Goddard Retirees & Alumni Association (GRAA)

Robert Goddard
with an A-series rocket circa 1935
Robert Goddard with an A-series rocket circa 1935

April 14, 2026 GRAA Luncheon

American Legion Post #136
6900 Greenbelt Road
Greenbelt, MD 20771

The April 14, 2026 speaker will be Dr. Anti A. Pulkkinen, Director of the NASA Office of JPL Management and Oversight (NOJMO)who will present “Space Weather: The New ‘Weather’ of a Technological Society

Dr. Antti A. Pulkkinen

Modern society runs on invisible threads: satellites, GPS timing, wireless communication, and electric power. Space weather is the “weather” that can tug on all of them—and it also paints the sky with breathtaking auroras when solar activity is high. Powered by the Sun, space weather includes eruptions and variations in solar output that change the radiation and magnetic environment around Earth and throughout the solar system. When strong events arrive, they can disturb satellite electronics, degrade GPS accuracy, interrupt radio communications, raise radiation exposure for astronauts and high-altitude flights, and—during extreme storms—stress power grids and other critical infrastructure to the point of collapse.

This talk will explain space weather in everyday terms, show how solar activity travels from the Sun to Earth, and describe how we measure conditions in space in real time. I will then discuss what NASA is doing—through missions, models, and partnerships — to advance space weather forecasting and to support safer, more reliable technology on Earth and safer human exploration beyond it.

Biography

Antti A. Pulkkinen, Ph.D., is Director of the NASA Office of JPL Management and Oversight (NOJMO). NOJMO is the NASA Headquarters on-site government organization at JPL, responsible for contract management, agency oversight, and ensuring contractor compliance with federal regulations.

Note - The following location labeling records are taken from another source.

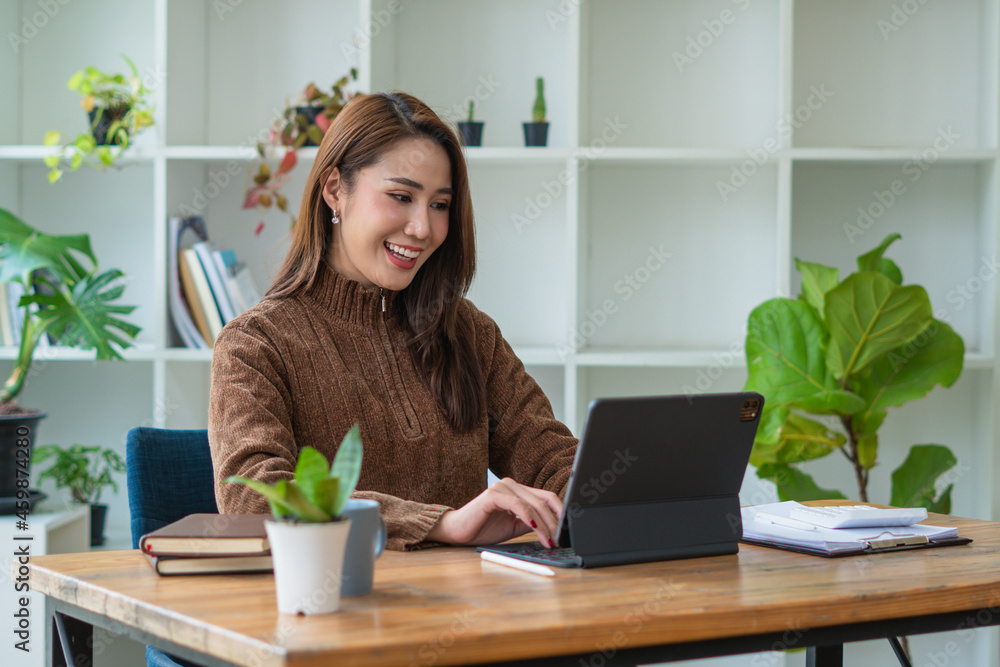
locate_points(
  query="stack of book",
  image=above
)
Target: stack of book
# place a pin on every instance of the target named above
(208, 285)
(209, 544)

He previously served as Director of the Heliophysics Science Division (Code 670) at NASA’s Goddard Space Flight Center, leading a 450-person science and technology organization. In that role, he managed the world’s largest concentration of heliophysicists, supporting flight missions and research programs while building partnerships with industry, academia, and U.S. government agencies including NOAA, DoD, and the intelligence community. Before becoming Division Director, he served as Acting Director and Deputy Director of Code 670, where he advanced hiring strategies, promoted AI/ML-enabled science, coordinated decadal survey preparations, and guided the Science-Enabling Technologies for Heliophysics (SETH) mission concept through Phase A and Step-2 proposal development.

Pulkkinen also directed NASA Goddard’s Space Weather Research Center, which supports robotic and human exploration with space weather forecasting and anomaly analysis. He previously held faculty and leadership positions at The Catholic University of America, where he launched a graduate program in space weather. Earlier in his career, he was a NASA Postdoctoral Fellow, a researcher with UMBC’s Goddard Earth Sciences and Technology Center, and a scientist at the Finnish Meteorological Institute, where he produced seminal work on geomagnetically induced currents and end-to-end geospacemodeling.

Pulkkinen is a member of the Finnish Academy of Sciences, holds a U.S. patent on the use of power grids for geophysical imaging, and has received honors including the International Kristian Birkeland Medal and NASA’s Exceptional Achievement Medal. He earned his Ph.D. in theoretical physics from the University of Helsinki.